I ask this because as I think about the thirty plus years on this planet, I lament the fact that I have spent too much of that time questioning myself.  That time could have been spent, reading, learning, singing, dancing, laughing, playing, doing community service – anything but spending time absorbed in thoughts of self-doubt.

My first memory of really being sad and doubting myself occurred at age eight when after already having a relaxer for four years, I wanted a Jeri curl.  It was 1988 and Jeri curls were all the rage.  The hairdresser had the brilliant idea of putting the Jeri curl chemicals over my relaxed hair. But when it was all done my hair was still straight.  How disappointing!  But disappointment turned to horror when my hair fell out in clumps that very evening. The entire top portion of my hair was gone. There was no choice, I had to cut it all off and then the drama began.  I went from being constantly praised by family members and strangers as a beautiful girl with nice long hair to actually having someone mistake me for a boy.  Neighborhood kids teased me by calling me a boy.  I thought that life could not get any worse.  But it did.
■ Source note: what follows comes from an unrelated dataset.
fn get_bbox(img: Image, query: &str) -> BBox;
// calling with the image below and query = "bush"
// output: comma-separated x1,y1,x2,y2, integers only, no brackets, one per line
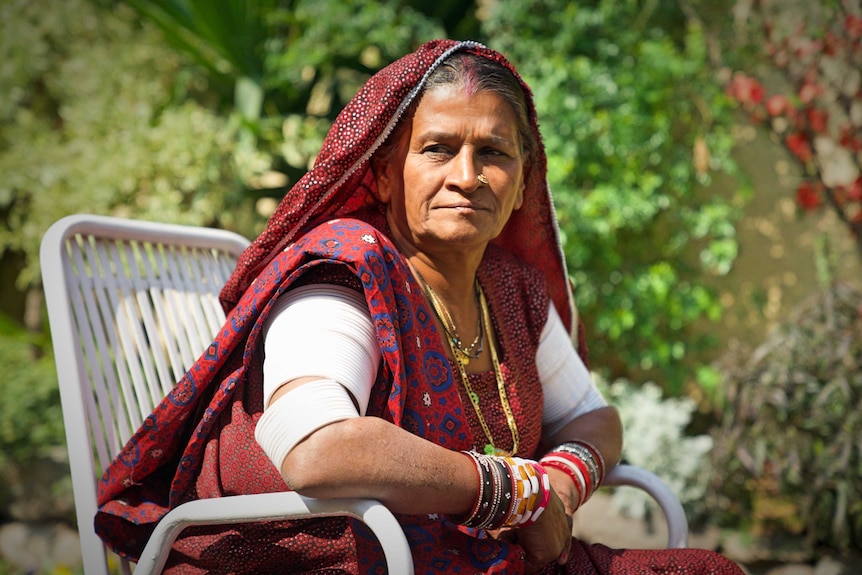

I moved from a mixed parochial school in Brooklyn to a predominantly black public school in Queens and for the first time I learned that not all black is perceived as equal.  “African booty scratcher”, “dark and crispy”, “big nose” and other taunts would be thrown at me as soon as any conflict emerged.  Puberty was setting in and I had become taller, darker and my nose likely widened, but I certainly did not look very distinct from my pubescent classmates of African-American and Caribbean parentage. But perhaps I was most saddened when I looked up at my grandmother one day and in a spontaneous way she exclaimed “you lost your beauty”.

These words would haunt me for over a decade of my life.   I would cry at the thought of it.  And although I could always see the beauty in my own reflection, I wondered if I were lighter, had long hair again, or had a skinnier nose would the world then begin to see it.

Years later, my father would explain that I looked different as a young child and that “you’ve lost your beauty” is a common Ghanaian expression for when someone loses his or her childhood face.  Maybe it sounds better in Twi, my family’s native Ghanaian language, but in English and to American ears it sounded incredibly harsh.  Of course my grandmother did not intend to emotionally scar me.  She had praised me profusely before that one comment and certainly has praised me since.